January comes around and I get sick. Headache, mild fever, coughing... I get tested for the big C twice. That's not it. Doc determines it was a sinus infection that turned into a chest cold. Takes them 3 weeks to prescribe me some antibiotics. Finally manage to kick that like a week ago.
Then last Friday, I woke up and my knee was extremely painful. I hadn't injured it. I ice and elevate and it gets a little better Saturday and Sunday. Monday I go see my doctor. She gives me some leg exercises to do and seems to think my pain is muscular even though I'm telling her that the pain and limited range of motion are in my joint itself. I follow her advice, get some topical cream and ice and elevate the rest of the day.
Tuesday, I go help my grandma, get home and my leg is now swollen and bruising from mid thigh to my calf. I have a history of blood clots. So I call my doctor's office and the triage nurse says I should go to the ER. So, I do. They check my blood and do an xray and ultrasound to check my veins and arteries in my leg. Nothing abnormal on either imaging. Blood work shows my hemoglobin to be a bit low and my uric acid to be a bit high.
ER doc explains it could be a bleed into my joint because of the blood thinners I'm on, but there was no evidence of that on the xray, or gout or pseudogout. Give me a prescription for a steroid and sends me on my way since it's non-emergent. Yesterday I follow up with my doctor's office. They're able to get me in to see a Physician's Assistant that I haven't seen before.

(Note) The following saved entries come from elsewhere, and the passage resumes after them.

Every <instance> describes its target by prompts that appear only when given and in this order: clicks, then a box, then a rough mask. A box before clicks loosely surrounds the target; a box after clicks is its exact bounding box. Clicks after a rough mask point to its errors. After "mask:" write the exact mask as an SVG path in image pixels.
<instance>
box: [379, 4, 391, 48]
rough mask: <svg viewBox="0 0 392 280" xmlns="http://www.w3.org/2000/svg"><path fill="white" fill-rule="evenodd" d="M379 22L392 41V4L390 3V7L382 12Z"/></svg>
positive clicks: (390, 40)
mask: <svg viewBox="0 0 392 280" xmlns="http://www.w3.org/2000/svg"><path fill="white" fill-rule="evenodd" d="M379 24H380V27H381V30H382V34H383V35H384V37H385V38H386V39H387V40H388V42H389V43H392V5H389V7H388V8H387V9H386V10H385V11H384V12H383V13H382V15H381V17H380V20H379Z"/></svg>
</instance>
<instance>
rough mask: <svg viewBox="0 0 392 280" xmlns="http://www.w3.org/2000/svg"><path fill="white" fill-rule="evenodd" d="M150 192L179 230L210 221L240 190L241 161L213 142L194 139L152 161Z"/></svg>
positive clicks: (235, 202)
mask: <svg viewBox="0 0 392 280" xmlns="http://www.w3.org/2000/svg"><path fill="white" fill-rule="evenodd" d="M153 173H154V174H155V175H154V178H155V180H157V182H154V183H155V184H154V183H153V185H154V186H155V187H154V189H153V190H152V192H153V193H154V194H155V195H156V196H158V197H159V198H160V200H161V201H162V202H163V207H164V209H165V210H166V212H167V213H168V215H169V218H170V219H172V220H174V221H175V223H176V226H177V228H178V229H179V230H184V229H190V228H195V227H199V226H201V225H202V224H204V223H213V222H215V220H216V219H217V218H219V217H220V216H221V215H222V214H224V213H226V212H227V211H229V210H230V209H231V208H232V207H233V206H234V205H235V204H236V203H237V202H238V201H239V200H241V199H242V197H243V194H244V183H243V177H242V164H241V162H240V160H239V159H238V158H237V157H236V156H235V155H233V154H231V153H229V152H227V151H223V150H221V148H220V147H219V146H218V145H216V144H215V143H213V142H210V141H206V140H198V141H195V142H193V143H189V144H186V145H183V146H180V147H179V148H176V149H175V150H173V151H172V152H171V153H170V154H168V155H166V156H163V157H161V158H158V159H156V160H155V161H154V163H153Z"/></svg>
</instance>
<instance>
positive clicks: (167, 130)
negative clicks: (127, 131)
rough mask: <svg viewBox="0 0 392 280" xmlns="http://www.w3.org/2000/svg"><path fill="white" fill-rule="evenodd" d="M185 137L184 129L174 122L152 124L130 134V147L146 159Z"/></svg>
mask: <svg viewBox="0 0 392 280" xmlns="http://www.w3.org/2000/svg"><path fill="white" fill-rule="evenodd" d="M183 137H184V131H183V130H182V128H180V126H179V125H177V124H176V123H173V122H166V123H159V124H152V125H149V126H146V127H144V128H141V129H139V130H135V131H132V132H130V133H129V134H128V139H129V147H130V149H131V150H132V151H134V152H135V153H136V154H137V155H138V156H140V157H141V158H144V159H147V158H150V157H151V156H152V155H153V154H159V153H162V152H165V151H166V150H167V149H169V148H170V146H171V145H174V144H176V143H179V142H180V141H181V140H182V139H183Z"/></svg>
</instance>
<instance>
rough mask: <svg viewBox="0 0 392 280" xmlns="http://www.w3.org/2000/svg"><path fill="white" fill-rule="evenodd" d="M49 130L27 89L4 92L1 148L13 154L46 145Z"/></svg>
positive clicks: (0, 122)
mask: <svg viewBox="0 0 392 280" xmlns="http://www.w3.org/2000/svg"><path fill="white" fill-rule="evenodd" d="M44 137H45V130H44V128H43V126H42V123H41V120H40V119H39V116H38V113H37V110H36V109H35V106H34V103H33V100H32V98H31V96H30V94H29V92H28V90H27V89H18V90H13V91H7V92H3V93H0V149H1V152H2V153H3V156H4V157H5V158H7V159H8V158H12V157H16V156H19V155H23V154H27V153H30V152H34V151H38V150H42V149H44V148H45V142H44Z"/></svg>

This appointment was a roller coaster. First I see the PA student, and she's wonderful and compassionate as I explain that the swelling is slightly less than Tuesday, but my pain is higher. I ask if there's anything we can do for pain relief that isn't a narcotic. She asks what's worked in the past for me, I reply with a name of a narcotic, but stress I don't want that or any other narcotic. She says she will go discuss with the PA what the options are. The PA comes back, the student does not. This PA was so dismissive of my pain and jumps right to, "I'm just gonna refer you to physical therapy." I ask about pain relief. She tells me to double the amount of tylenol I'm taking. Remember when I said my liver wasn't doing great? I'm taking slightly less than the dose several doctors have said is safe for me to take. Doubling what I'm taking would put me far over that limit. I explain to her that I have a compromised liver and she says it doesn't matter and refuses to give me anything else for the pain.
That's where I sit now. Still having stomach issues and pain. My back is getting worse (but that's a chronic thing for over a decade now). My leg is still swollen and bruised. And y'all I'm tired. I just don't have the capacity to do much more than the necessities for myself right now. I hope to be back sooner than later, but I need to take a medical hiatus right now. Love you all!